Fluid identities in multiple cultural practices: How practice changes becoming teachers’ perceptions of themselves
Journal of Artistic and Creative Education
Melbourne Graduate School of Education, University of Melbourne, Australia
School of Education
This Western Australian ‘Teacher as Practitioner’ (TAP) case study demonstrates how inter and intra art practices create opportunities to interrogate the shared experience and discourse of an artist-teacher culture as a community of practice. It is furthered by a discussion about what it means to be a beginning teacher in art education through a look into an initial teacher education (ITE) course at Edith Cowan University. This empirical study provides an opportunity to interrogate cultures and identities through artful inquiry within this cultural space, where becoming secondary (visual arts major) teachers develop as artist-teacher and mentor during a four-year undergraduate course.

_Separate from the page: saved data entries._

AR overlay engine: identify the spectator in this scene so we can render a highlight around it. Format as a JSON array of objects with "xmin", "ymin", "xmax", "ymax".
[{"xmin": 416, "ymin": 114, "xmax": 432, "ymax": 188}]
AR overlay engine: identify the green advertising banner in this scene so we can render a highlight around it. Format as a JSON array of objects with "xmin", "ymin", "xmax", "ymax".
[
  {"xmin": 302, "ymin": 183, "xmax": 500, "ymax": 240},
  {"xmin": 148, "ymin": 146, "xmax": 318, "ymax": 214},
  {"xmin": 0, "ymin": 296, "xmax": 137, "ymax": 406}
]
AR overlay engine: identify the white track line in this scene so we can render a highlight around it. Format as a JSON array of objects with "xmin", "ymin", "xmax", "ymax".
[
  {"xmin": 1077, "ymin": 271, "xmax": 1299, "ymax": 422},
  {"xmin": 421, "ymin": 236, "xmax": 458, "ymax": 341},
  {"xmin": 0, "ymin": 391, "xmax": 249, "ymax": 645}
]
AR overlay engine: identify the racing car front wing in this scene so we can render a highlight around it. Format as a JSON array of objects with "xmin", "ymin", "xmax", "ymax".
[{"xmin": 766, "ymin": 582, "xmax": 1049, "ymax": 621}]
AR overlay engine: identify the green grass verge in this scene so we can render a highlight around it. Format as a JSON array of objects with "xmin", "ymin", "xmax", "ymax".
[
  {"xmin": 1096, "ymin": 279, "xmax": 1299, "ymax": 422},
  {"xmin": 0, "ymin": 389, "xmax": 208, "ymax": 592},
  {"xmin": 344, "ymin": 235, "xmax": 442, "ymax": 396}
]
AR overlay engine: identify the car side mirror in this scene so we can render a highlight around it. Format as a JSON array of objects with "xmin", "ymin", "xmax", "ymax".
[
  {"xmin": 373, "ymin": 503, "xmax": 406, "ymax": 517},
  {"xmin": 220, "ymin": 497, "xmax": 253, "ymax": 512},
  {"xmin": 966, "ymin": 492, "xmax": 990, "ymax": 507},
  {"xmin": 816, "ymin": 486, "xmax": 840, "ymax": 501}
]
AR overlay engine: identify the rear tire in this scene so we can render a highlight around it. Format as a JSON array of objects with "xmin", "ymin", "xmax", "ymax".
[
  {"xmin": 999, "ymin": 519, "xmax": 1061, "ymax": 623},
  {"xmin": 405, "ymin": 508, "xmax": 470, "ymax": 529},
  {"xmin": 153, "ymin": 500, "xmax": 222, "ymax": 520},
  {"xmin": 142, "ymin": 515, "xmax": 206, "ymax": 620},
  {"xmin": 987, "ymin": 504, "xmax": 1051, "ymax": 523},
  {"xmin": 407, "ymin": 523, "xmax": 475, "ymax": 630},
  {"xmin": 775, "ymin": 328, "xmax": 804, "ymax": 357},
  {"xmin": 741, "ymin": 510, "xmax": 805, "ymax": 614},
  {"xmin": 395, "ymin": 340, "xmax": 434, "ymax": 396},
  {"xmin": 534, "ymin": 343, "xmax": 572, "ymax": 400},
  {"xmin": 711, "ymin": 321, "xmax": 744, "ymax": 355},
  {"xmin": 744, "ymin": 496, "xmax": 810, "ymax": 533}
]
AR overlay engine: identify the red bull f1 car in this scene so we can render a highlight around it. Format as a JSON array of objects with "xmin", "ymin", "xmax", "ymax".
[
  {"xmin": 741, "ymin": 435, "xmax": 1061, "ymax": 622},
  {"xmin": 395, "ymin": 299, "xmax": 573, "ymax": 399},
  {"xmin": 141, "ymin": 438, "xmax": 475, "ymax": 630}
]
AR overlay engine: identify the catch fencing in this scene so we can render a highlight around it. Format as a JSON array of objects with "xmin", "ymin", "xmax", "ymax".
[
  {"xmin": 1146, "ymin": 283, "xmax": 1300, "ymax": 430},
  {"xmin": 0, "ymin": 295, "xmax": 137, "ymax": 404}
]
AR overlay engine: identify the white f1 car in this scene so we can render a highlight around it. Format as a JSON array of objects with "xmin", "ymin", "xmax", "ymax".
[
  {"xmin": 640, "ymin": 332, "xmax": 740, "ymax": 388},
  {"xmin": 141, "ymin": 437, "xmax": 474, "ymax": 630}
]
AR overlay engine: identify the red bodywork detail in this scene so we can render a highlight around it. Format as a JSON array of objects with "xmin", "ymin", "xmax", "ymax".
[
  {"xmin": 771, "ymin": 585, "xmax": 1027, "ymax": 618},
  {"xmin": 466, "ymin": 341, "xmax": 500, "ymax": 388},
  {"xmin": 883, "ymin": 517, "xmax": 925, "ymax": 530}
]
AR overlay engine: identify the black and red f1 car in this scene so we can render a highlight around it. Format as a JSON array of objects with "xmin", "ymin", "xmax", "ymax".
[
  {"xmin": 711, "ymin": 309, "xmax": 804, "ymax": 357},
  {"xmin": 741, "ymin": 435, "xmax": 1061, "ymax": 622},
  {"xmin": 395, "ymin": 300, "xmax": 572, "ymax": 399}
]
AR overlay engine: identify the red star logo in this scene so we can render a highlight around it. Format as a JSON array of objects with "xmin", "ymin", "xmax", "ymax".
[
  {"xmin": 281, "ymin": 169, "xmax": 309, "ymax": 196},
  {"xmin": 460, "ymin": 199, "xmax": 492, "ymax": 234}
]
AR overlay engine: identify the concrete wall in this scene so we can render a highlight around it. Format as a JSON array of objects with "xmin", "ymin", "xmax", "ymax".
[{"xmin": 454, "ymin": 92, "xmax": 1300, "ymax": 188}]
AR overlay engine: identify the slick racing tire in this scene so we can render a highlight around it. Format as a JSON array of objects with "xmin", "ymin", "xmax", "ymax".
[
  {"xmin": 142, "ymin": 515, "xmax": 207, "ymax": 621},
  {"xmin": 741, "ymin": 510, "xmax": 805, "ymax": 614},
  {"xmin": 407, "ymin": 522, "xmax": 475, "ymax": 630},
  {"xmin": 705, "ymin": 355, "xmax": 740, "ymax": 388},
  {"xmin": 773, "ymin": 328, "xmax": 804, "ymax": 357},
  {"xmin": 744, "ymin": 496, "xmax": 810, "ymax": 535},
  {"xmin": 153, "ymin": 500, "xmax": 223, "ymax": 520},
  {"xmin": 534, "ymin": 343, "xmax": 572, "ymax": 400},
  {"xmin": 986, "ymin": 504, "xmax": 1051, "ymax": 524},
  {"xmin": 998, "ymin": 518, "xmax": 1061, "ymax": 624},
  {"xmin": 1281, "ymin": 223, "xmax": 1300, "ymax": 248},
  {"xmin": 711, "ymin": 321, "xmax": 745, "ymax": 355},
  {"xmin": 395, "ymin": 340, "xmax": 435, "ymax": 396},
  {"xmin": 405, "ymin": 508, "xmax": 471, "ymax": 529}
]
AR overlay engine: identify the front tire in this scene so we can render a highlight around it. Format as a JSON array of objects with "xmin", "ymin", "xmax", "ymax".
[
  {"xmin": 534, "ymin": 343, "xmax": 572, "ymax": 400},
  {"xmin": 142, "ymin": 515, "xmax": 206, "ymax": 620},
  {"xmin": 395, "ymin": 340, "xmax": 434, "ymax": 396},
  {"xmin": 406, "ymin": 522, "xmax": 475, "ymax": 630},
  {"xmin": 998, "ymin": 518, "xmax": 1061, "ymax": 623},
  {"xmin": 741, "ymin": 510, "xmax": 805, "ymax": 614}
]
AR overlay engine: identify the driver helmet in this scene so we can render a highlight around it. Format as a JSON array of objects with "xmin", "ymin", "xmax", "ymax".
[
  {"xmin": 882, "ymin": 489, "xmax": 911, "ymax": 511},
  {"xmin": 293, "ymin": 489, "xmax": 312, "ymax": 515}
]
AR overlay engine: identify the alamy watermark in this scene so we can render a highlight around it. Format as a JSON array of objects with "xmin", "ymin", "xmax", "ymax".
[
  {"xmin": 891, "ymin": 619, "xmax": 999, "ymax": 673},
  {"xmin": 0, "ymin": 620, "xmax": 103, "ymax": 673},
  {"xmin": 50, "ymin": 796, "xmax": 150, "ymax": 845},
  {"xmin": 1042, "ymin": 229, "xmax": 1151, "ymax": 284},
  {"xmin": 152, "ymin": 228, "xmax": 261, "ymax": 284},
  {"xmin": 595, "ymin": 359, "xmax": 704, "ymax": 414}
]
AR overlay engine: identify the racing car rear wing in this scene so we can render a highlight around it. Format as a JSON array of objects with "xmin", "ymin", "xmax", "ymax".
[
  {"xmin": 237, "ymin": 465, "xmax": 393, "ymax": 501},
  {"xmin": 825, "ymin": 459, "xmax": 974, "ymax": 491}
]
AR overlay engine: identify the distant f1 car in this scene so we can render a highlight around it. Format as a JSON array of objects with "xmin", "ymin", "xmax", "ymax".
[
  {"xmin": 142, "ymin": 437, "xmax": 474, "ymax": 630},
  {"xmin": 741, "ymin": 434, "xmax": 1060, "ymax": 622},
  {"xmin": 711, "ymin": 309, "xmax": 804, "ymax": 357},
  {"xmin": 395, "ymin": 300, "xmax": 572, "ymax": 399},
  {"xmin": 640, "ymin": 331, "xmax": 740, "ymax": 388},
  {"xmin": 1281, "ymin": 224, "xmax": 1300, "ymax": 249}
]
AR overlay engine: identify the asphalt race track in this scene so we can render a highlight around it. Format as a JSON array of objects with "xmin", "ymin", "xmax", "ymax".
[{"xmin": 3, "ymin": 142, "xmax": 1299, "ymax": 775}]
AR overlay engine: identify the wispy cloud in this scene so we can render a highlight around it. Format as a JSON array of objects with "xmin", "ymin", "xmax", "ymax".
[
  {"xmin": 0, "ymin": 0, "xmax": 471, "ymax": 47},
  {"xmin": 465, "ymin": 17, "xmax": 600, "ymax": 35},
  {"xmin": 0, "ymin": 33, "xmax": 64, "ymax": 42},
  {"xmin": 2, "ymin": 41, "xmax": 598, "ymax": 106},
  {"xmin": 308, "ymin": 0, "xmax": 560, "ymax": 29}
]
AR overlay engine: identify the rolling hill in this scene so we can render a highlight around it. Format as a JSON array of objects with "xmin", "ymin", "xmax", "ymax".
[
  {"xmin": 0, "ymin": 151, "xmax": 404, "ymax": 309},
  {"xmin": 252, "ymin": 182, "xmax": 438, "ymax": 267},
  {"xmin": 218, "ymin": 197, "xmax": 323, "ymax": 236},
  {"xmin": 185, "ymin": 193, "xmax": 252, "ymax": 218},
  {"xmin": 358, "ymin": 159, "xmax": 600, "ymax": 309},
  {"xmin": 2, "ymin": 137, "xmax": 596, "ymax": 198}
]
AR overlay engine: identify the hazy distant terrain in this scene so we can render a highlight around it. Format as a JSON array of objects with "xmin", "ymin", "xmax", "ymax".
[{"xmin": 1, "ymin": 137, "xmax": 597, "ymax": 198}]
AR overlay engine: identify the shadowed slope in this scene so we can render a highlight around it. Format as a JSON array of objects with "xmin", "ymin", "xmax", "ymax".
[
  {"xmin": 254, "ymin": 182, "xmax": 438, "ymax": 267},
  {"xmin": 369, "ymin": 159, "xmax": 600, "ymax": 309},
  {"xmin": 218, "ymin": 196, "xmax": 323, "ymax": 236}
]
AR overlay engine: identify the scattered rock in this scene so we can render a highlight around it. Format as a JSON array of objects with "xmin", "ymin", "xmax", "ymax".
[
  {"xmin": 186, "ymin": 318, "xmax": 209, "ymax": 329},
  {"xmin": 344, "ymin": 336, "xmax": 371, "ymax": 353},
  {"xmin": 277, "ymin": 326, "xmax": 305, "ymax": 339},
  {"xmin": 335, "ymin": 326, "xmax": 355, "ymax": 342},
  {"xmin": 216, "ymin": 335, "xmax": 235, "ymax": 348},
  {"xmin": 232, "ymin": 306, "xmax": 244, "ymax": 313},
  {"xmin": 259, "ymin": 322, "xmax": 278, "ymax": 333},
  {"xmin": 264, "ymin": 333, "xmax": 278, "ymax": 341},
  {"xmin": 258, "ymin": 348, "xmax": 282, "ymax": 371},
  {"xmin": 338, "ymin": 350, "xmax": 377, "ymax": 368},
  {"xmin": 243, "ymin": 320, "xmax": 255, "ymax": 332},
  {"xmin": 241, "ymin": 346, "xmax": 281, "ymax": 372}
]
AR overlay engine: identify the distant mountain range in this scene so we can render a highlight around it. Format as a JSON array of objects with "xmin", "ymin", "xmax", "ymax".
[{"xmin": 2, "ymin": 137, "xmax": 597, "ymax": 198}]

The integration of TAP as a conceptual and cultural framework was designed to combat the siloing of content in the undergraduate course, and to encourage becoming teachers to see themselves as artist-teachers and practitioners within their construction of a teacher identity. The shared experiences of becoming teachers in the first two years of TAP were documented through narrative, artworks and focus group discussion. The data show a transition in the becoming teachers’ perceptions of themselves as teachers and artist-teachers; a cultural shift that is both epistemic and ontological. These findings have been extended by a cluster analysis of the longitudinal TAP project that began at the University of Melbourne to show the positioning of the undergraduate participants in this research, which also includes a Master of Teaching cohort. This practice-led paper is informed by a practice-based approach to ITE; as the integration of TAP into this undergraduate visual arts education course has significantly transformed our practices as art educators. We discuss how cultural shifts within TAP have shifted our spatial pedagogies and the inter and intrapersonal interactions between ourselves and the participants, and the participants with each other as a community of practitioners.